There is a glorious reformation happening right now in education called Classical and Christian Education. As a teacher in a Classical and Christian school, I am thankful to be a part of this important work. But at the same time, I see temptations that the movement is prone to. One of those dangers is what I would call reverse chronological snobbery. C.S. Lewis (whom I will talk about in a moment) coined the term chronological snobbery and he used it to talk about the fallacious argument which claims that something from an earlier time (e.g. philosophy, literature, etc) is inherently worse than that of the present, simply because it is from the past. There is also an inverse version of this fallacy (some would call it by the same name) which would claim that something from the past (e.g. philosophy, literature, etc) is inherently better than that of the present, simple because it is from the past. Both claims are incredibly dangerous but it is this second error that is particularly tempting to Classical and Christian schools. This error is tempting because the movement has purposefully shifted its gaze back to the past and is trying to bring the best of the past forward. The difficulty lies then in recovering the best of the past without bringing the worst along with it.
In a wonderful essay by C.S. Lewis “On Reading Old Books,” he argues that we need to read old books because they can help us correct mistakes in the thinking of the modern era. We can see things more clearly in older thinkers because they are further away from us. One of the difficulties of our age is that we live in it. It is like we are standing in a forest and trying to see which parts of the forest are good and which parts are dead and dying. Inside the forest, we can see individual trees but it is almost impossible to see large sections of the forest. But if we were out of the forest and looking at it from a distance, it becomes much easier. Distance gives us perspective.
At one point in the essay, Lewis offers a poetic argument for reading these old works: “The only palliative is to keep the clean sea breeze of the centuries blowing through our minds, and this can be done only by reading old books.” This is a wonderful and persuasive image that he employs but it is incredibly easy to overemphasize the palliative nature of these old works. The sea breeze of the centuries is not always so clean.

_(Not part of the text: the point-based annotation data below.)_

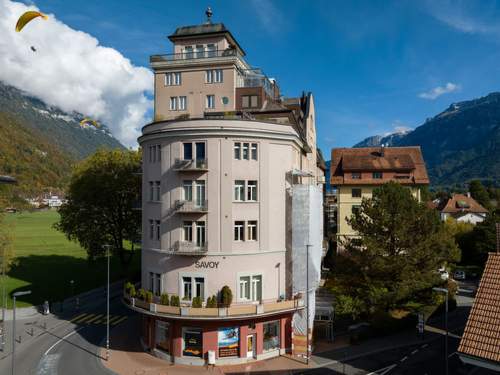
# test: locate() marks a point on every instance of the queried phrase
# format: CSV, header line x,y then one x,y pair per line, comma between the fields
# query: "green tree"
x,y
401,246
101,195
479,193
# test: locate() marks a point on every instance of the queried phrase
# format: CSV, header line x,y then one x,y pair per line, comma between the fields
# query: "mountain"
x,y
62,128
459,144
39,144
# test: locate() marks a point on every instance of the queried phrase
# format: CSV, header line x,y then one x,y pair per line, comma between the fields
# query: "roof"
x,y
462,203
481,338
206,29
406,160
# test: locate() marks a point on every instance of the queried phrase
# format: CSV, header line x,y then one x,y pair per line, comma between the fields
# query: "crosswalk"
x,y
89,318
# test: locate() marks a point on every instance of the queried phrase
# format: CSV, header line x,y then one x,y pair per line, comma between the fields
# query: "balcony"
x,y
190,248
183,206
191,165
235,311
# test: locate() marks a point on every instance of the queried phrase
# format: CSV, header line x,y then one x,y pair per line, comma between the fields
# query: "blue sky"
x,y
373,66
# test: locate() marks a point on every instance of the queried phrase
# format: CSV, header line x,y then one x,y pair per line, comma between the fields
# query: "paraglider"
x,y
87,120
27,17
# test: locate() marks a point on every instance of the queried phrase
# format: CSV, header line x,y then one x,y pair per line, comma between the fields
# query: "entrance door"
x,y
250,346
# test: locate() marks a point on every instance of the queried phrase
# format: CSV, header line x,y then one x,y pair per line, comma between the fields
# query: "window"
x,y
254,151
173,79
151,229
252,191
271,336
182,103
210,101
162,336
237,150
192,342
239,190
155,283
356,193
158,226
173,103
187,289
245,151
188,231
188,151
218,76
187,186
239,232
252,231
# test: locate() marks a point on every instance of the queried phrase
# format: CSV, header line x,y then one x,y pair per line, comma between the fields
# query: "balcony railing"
x,y
191,206
191,165
190,248
272,307
195,55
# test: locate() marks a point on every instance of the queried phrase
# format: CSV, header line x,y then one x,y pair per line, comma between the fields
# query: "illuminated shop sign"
x,y
229,342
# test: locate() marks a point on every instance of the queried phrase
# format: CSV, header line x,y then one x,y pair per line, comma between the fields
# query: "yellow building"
x,y
355,172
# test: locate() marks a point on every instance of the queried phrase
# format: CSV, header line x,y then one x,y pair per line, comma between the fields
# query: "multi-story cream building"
x,y
231,197
356,172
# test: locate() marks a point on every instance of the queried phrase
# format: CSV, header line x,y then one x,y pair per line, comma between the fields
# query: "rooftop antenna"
x,y
209,13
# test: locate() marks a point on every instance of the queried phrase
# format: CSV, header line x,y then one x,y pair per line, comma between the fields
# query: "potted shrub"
x,y
226,296
164,299
174,301
197,302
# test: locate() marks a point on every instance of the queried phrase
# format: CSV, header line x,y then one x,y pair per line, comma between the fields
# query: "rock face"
x,y
459,144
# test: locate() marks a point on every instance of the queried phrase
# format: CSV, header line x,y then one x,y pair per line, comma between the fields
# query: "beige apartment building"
x,y
356,172
232,196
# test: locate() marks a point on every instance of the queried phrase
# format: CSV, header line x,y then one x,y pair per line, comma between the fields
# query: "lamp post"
x,y
107,305
445,291
15,295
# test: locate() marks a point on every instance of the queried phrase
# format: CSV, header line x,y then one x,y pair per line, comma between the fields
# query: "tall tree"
x,y
101,196
479,193
401,245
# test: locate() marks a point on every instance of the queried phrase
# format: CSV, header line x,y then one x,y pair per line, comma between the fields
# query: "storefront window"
x,y
229,342
271,336
162,336
192,342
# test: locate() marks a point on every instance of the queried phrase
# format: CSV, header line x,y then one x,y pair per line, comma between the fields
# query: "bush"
x,y
197,302
164,300
226,296
175,301
212,302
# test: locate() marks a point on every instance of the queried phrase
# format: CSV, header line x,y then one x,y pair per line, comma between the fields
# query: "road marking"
x,y
383,371
120,320
62,339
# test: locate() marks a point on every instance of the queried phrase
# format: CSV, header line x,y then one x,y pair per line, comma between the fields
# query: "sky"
x,y
374,67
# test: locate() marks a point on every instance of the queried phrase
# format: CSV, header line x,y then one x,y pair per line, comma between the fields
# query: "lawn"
x,y
46,261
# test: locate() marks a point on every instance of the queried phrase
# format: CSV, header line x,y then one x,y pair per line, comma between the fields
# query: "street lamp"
x,y
445,291
107,305
15,295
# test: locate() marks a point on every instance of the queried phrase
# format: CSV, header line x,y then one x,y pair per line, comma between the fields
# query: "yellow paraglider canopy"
x,y
27,17
87,120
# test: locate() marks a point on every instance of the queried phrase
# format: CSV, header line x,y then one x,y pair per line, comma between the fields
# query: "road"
x,y
68,345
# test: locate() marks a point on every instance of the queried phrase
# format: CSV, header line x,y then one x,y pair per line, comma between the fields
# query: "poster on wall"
x,y
229,342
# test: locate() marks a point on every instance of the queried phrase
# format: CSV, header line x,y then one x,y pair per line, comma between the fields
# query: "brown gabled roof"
x,y
462,203
382,159
481,338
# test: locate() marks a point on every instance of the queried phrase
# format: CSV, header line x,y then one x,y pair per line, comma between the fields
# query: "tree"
x,y
101,195
401,245
479,193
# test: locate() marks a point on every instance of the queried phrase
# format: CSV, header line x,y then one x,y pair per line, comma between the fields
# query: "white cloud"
x,y
439,90
72,71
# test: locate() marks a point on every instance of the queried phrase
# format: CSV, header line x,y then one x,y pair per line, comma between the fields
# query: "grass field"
x,y
46,261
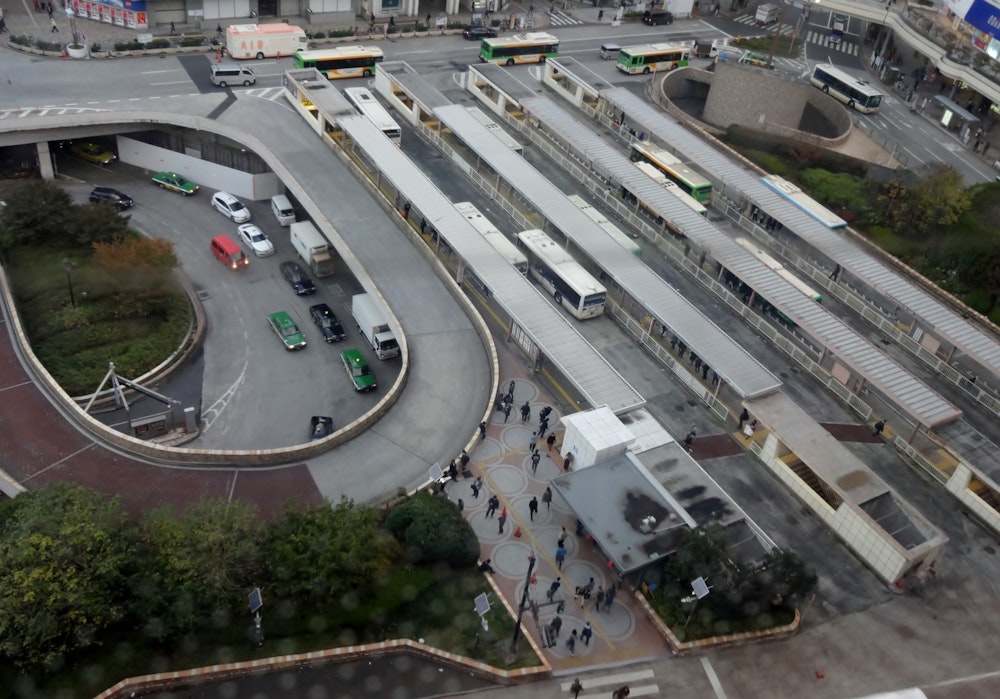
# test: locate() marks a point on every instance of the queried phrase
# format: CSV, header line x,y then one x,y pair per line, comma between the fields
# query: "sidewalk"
x,y
621,633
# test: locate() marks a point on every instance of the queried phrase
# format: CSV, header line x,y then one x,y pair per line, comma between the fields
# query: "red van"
x,y
228,252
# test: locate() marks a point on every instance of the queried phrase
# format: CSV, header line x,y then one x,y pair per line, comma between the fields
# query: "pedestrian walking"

Lewis himself acknowledges this fact in the next sentence: “Not, of course, that there is any magic about the past. People were no cleverer then than they are now; they made as many mistakes as we. But not the same mistakes.” This is an important point. The ancient writers and thinkers made mistakes just like we do. Men of every age are mistaken and sinful in different ways. This is especially true of the ancient pagans.
However I take issue with what Lewis says next: “They will not flatter us in the errors we are already committing; and their errors, being now open and palpable, will not endanger us.” At the time of Lewis writing this essay, it might have been the case that these errors were “open and palpable” but things have changed since then and we now live in a ruined western culture that has forgotten much of the conversation of the past. So a hundred years ago the errors of the ancients might have been easy to spot but that is no longer the case. As we look to the past, we need to be careful that we are not bringing in the dross with the gold.
The temptation especially for those in Classical and Christian Education is to downplay or ignore the evils and sins of the past. This temptation can be seen in how we talk about Socrates, Plato and other Greek writers. One litmus test would be to ask: when was the last time you heard someone talk about Socrates as a pedophile? Oh, it is mentioned here and there in hushed tones, but never really addressed. We are usually too busy talking about a story he tells about a cave. But are we being honest with students and parents if we ignore these things?
Now I am not saying we should only focus on the evil of these men but we need to be careful that we situate them in their proper context. While some of them were relatively good given the age in which they lived, we should not ignore their issues. But saying that most of them were homosexuals or pedophiles doesn’t really address the issue. The key issue is that they were not holy pagans. And we shouldn’t come to them that way. They, like the rest of the evil men of that age, needed the gospel’s light.
Many of us in the Classical and Christian Education movement are trying to recover something that we did not receive and so we must be careful to evaluate the past in the light of Scripture. Athanasius rightly says in his Contra Gentes “And, strange to say, even Plato, the sage admired among the Greeks, with all his vaunted understanding about God, goes down with Socrates to Peiræus to worship Artemis, a figment of man’s art.” The ancient pagans were still pagans all the way down to the ground. This means you can’t educate using the classical model if you don’t also have the Christian model in hand. This is especially true as you read and study the classical world. It was not neutral. It was hard-core paganism at its finest. And you will get roasted alive by Hades if you underestimate it.